Odontogenic neoplasms and hamartomas provide a bewildering array of complex histological patterns although they are relatively uncommon clinical problems. Classification is based on resemblance to normal tooth formation. Most are benign or self-limiting and can be managed in a similar semiconservative fashion. Of the many different types, only ameloblastoma and odon-tome are common.
Ameloblastoma: the commonest odontogenic neoplasm, accounting for 1% of all jaw tumours. Usually found in the mandible, especially near the angle (60%), although up to 20% arise in the maxilla. Peak in fourth and fifth decades, but all ages affected. X-rays usually show multilocular radiolucency, often in dentigerous relationship; erosion of the lingual cortex or lower border is a characteristic sign; roots can be resorbed. The tumour may be solid, cystic or microcystic; in solid areas the histology is characteristic but can be very subtle in more cystic areas. Peripheral tall columnar ameloblast-like cells with polarised hyperchromatic oval nuclei and clear cytoplasm ("piano keyboard") surrounding more centrally placed cells resembling stellate reticulum. The tumour grows by epithelial proliferation and infiltrates along the soft tissues between bone trabec-ulae, usually extending far beyond the radiographic margins. Recurrence is inevitable if not resected completely. Multiple recurrences run the risk of soft tissue involvement (especially into the parapharyngeal spaces) and dissemination of tumour into lungs and lymph nodes.

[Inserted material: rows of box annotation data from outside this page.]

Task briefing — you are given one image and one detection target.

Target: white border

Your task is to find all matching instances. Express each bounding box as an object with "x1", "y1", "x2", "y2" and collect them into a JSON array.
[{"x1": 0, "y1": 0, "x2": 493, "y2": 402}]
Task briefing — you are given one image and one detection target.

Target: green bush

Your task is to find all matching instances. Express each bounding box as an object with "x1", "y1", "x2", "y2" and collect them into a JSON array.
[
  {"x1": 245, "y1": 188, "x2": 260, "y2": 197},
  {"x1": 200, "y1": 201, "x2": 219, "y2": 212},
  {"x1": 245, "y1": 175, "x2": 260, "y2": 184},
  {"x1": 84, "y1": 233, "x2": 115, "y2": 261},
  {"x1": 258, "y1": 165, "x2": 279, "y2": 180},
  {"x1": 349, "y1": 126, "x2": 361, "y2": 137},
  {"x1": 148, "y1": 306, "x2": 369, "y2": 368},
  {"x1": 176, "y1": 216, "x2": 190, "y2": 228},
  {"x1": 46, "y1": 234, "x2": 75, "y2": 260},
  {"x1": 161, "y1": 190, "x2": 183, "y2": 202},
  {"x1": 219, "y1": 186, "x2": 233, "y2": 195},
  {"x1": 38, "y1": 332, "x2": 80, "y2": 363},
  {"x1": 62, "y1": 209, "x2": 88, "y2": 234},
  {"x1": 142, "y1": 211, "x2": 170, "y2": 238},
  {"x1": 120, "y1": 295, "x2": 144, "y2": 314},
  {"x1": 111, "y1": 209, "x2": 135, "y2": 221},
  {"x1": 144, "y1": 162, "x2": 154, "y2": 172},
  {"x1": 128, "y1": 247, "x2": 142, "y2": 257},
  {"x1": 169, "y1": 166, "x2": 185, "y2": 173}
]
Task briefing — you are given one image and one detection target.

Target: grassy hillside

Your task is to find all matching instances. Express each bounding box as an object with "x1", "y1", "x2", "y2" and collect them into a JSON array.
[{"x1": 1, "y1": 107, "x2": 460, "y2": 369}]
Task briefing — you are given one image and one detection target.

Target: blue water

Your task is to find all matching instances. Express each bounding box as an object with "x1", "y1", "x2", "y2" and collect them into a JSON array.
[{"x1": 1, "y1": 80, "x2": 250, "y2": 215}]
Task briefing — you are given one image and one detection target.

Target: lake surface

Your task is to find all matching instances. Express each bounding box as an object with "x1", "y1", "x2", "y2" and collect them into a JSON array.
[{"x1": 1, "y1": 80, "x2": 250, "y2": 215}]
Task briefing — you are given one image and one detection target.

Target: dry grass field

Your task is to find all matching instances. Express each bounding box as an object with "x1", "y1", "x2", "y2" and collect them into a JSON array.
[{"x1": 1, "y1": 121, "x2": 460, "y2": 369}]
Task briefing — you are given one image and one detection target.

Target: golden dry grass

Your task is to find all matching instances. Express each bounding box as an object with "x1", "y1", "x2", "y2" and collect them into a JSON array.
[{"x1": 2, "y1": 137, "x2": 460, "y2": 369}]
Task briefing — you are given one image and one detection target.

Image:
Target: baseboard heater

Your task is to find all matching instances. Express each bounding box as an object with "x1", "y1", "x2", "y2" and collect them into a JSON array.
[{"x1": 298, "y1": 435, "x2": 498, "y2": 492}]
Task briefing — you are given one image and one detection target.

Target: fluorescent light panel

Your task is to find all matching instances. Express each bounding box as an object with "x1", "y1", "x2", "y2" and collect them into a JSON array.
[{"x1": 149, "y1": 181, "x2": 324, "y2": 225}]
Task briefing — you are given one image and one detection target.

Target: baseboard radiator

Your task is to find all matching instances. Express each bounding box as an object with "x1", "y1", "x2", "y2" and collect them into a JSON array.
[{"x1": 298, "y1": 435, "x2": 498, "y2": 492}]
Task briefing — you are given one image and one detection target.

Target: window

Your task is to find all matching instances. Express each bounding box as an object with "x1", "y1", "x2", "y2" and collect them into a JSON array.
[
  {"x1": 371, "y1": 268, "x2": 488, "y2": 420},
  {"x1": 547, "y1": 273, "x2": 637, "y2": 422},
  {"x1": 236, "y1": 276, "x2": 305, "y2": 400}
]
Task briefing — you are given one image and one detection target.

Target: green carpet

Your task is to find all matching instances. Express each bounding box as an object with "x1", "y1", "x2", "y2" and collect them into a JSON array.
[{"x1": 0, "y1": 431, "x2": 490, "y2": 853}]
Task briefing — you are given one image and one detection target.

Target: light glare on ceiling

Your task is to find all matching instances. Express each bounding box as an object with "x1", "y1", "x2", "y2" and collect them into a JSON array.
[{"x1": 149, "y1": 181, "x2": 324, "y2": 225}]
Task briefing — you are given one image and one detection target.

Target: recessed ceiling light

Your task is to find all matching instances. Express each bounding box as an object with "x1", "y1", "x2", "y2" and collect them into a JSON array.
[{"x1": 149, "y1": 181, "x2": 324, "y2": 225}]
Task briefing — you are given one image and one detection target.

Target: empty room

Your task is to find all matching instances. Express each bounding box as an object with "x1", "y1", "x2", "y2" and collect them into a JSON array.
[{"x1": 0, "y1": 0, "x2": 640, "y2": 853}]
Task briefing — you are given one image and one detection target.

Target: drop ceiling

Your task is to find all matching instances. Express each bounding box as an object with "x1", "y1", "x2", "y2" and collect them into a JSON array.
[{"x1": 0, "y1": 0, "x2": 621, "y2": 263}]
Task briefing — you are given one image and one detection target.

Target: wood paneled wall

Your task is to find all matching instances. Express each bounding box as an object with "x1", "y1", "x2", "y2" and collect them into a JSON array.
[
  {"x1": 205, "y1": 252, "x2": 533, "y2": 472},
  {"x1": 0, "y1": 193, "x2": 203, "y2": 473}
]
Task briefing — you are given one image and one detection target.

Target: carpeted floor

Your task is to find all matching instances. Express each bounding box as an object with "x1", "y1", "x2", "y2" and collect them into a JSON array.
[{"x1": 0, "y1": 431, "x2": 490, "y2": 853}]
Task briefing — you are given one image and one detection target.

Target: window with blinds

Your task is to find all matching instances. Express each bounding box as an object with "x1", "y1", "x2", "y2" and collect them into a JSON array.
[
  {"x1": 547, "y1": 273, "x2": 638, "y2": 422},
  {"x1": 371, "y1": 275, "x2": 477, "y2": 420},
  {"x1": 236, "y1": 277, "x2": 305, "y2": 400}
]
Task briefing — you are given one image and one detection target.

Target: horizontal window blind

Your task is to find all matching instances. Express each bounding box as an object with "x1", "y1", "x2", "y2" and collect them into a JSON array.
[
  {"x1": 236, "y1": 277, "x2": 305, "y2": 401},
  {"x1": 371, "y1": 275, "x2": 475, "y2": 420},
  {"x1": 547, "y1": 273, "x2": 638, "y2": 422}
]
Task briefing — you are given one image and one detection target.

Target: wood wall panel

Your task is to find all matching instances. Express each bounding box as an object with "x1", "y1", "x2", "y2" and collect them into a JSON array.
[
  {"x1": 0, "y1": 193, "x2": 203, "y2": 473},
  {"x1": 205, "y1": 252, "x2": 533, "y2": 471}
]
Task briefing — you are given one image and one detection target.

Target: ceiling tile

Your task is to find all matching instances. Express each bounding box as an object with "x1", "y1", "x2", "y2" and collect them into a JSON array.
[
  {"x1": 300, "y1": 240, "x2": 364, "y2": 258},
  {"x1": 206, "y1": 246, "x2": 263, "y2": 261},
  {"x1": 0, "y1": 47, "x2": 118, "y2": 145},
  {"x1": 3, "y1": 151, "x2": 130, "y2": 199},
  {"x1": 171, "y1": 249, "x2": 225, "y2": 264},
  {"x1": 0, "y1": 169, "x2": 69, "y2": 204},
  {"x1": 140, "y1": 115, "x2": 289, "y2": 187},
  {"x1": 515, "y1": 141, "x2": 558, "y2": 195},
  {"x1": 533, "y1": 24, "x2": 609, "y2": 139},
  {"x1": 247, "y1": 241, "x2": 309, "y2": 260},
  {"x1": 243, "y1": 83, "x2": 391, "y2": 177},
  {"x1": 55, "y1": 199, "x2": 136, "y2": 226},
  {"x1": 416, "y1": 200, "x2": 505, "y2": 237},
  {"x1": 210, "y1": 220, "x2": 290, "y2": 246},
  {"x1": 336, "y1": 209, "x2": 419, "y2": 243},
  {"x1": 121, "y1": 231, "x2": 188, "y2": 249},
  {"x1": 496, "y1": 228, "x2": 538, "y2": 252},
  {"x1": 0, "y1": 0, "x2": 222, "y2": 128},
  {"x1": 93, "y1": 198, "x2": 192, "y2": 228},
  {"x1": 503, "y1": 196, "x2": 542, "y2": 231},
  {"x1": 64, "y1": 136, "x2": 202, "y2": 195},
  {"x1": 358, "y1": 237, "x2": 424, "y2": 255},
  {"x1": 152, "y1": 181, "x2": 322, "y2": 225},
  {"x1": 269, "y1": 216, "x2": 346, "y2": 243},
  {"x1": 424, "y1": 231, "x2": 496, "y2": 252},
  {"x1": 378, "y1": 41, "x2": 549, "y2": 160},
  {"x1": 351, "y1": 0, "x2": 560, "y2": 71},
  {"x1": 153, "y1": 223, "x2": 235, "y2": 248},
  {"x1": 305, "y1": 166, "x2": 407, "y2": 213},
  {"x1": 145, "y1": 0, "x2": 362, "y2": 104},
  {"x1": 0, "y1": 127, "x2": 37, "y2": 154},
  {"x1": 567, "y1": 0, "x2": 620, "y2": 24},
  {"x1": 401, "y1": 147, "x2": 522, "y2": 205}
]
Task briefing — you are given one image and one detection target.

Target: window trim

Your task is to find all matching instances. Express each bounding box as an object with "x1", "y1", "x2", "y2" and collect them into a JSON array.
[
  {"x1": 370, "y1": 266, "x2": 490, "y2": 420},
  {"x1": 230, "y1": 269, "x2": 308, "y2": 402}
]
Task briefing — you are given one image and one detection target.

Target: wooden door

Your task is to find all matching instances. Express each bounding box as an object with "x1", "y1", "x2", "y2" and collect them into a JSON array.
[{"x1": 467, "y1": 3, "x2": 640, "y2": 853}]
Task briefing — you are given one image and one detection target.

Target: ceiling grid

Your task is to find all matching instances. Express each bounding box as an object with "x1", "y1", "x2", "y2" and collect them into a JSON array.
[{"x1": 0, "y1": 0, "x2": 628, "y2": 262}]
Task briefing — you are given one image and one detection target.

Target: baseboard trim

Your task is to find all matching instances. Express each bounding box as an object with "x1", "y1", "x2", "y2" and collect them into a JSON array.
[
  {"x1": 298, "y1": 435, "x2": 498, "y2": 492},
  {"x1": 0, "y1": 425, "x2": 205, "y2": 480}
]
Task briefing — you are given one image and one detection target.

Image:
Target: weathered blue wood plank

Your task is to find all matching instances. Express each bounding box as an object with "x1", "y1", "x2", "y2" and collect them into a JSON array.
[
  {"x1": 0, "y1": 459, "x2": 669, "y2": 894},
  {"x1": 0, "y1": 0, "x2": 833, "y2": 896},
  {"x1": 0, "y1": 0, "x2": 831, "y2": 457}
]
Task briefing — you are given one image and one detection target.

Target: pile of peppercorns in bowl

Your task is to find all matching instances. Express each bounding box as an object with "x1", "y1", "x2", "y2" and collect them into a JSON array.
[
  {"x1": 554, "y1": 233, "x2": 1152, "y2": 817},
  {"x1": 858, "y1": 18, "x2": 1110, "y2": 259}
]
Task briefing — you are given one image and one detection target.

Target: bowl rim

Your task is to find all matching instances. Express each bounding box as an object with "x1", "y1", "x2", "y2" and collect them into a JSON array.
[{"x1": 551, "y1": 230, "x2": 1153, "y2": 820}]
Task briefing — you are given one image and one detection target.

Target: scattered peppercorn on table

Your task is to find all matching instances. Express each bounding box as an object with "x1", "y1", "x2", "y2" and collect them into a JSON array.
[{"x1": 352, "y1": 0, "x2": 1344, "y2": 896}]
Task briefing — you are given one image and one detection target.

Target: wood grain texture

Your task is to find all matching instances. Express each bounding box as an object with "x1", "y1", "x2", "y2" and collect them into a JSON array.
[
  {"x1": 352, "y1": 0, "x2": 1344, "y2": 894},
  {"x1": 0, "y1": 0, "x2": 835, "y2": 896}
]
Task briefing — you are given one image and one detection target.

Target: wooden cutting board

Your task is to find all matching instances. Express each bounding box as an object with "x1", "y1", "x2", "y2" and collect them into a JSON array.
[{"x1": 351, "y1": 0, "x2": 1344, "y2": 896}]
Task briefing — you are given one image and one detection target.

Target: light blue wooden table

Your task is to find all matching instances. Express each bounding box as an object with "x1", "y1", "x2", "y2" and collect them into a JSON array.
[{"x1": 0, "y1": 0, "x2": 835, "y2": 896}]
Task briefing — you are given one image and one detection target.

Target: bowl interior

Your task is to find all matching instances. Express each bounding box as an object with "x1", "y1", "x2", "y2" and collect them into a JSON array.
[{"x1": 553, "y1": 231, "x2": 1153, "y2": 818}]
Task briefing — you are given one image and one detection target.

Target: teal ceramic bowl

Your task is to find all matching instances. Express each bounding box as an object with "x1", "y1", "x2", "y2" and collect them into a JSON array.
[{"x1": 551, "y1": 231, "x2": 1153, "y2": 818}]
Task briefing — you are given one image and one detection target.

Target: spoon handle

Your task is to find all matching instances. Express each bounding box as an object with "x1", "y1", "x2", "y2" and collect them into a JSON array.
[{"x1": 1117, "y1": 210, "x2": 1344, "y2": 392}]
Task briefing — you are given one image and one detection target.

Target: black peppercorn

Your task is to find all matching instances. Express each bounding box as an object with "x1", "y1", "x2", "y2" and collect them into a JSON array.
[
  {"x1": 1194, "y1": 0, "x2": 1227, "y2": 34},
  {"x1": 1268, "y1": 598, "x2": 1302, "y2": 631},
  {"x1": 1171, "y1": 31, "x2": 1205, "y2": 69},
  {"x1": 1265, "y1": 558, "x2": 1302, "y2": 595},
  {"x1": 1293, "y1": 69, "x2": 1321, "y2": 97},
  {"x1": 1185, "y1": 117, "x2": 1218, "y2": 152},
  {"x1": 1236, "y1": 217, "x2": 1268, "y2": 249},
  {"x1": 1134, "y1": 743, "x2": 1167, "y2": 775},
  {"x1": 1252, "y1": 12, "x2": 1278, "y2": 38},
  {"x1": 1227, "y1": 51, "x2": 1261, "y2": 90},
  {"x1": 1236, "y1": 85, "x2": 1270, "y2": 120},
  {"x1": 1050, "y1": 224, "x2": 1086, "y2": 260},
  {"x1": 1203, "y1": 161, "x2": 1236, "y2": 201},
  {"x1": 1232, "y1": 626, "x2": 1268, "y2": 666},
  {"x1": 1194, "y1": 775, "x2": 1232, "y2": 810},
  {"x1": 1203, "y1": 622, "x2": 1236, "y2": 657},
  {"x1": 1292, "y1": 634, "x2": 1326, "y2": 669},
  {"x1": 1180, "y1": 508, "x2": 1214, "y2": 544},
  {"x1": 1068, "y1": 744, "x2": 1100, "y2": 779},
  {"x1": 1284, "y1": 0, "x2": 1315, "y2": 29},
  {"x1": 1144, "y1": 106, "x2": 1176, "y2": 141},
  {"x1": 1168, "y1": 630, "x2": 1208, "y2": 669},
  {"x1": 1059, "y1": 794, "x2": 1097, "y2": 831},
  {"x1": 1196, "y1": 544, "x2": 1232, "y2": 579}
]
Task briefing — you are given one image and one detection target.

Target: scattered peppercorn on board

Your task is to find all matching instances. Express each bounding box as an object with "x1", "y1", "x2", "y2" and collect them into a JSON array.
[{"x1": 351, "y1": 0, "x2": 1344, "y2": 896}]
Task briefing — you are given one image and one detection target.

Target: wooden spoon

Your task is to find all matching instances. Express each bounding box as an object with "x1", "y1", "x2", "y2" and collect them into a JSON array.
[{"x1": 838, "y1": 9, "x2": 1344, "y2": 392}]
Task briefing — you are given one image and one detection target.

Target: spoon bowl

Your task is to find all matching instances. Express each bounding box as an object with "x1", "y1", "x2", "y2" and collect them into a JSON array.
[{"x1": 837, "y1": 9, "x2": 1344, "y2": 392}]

There are many different histological subtypes: follicular, plexiform, acanthomatous, desmo-plastic, granular cell, etc., which probably have no real clinical significance. Two variants have a better prognosis - the unicystic ameloblastoma and the extraosseous ameloblastoma.
Unicystic ameloblastoma: younger patients (teens/early twenties), predominantly in the lower third molar region: associated with unerupted tooth in dentigerous relationship. A single large cystic cavity is lined by epithelium that is not always typical of ameloblastoma; sometimes there is epithelial proliferation into the wall or as a luminal polyp. On account of the subtle character of the epithelium, diagnosis is easily missed. Fortunately, this type of ameloblastoma usually responds to thorough curettage and does not always require resection.
Extraosseous ameloblastoma: less than 5% of ameloblastomas arise in gingival soft tissue alone without bone involvement where they may resemble a fibrous epulis. Histologically fairly typical of ameloblastoma, less radical surgery is required than their intraosseous cousins; nevertheless cortical bone may have to be removed from the deep aspect of the tumour to ensure clearance.
Odontome: hamartomatous malformation forming distinct tooth-like structures (compound), disorganised masses of dentine, enamel, cementum (complex) or any combination of the two forms. Commonly identified in teenagers or young adults. Most are small, are related to the permanent dentition and are discovered accidentally when an unerupted tooth is being investigated; larger ones may produce bony expansion. X-rays show dense radio-opaque masses surrounded by a well-defined radiolucent zone; lesions in younger patients may have large radio-lucent portions. Complex odontomes are seen most often in the posterior segments; compound odontomes in the anterior segments (especially maxilla). Multiple odontomes suggest Gardner's syndrome. Histologically they are composed predominantly of dentine with varying amounts of enamel, cementum and other soft tissue components typical of the odontogenic apparatus. Less well-developed forms have abundant pulpal and ameloblastic areas and can resemble other types of odontogenic tumour (e.g., ameloblastic fibroma, ameloblastic fibro-odontoma) while odon-tomes may be associated with other odontogenic tumours such as the calcifying odontogenic cyst.
Other rarer benign tumours or hamartomatous lesions include calcifying epithelial odontogenic tumour of Pindborg, adenomatoid odontogenic tumour, calcifying odontogenic cyst, ameloblastic fibroma, odontogenic fibromyxoma, cementoblastoma. Many will display speckled calcification on X-ray, differentiating them from cysts.
Malignant tumours: involvement of the jawbones by malignant tumour is usually a consequence of direct spread into the bone from mucosal or salivary lesions, although a number of primary bone and soft tissue sarcomas can arise in the jaws. Malignant tumours of the odontogenic apparatus are rare and are usually only diagnosed histologically although pain, paraesthesia, rapid growth, mucosal fixation or ulceration may be present. Radiographs may show irregular bone destruction.
They include: malignant ameloblastoma/ameloblastic carcinoma, clear cell odontogenic tumour, carcinoma arising in an odontogenic cyst (any type of odontogenic cyst and usually squamous cell carcinoma), primary intra-osseous carcinoma and odontogenic sarcomas, the latter being very rare. Overall, they tend to be low-grade malignancies, although recurrences and metastasis complicate some cases.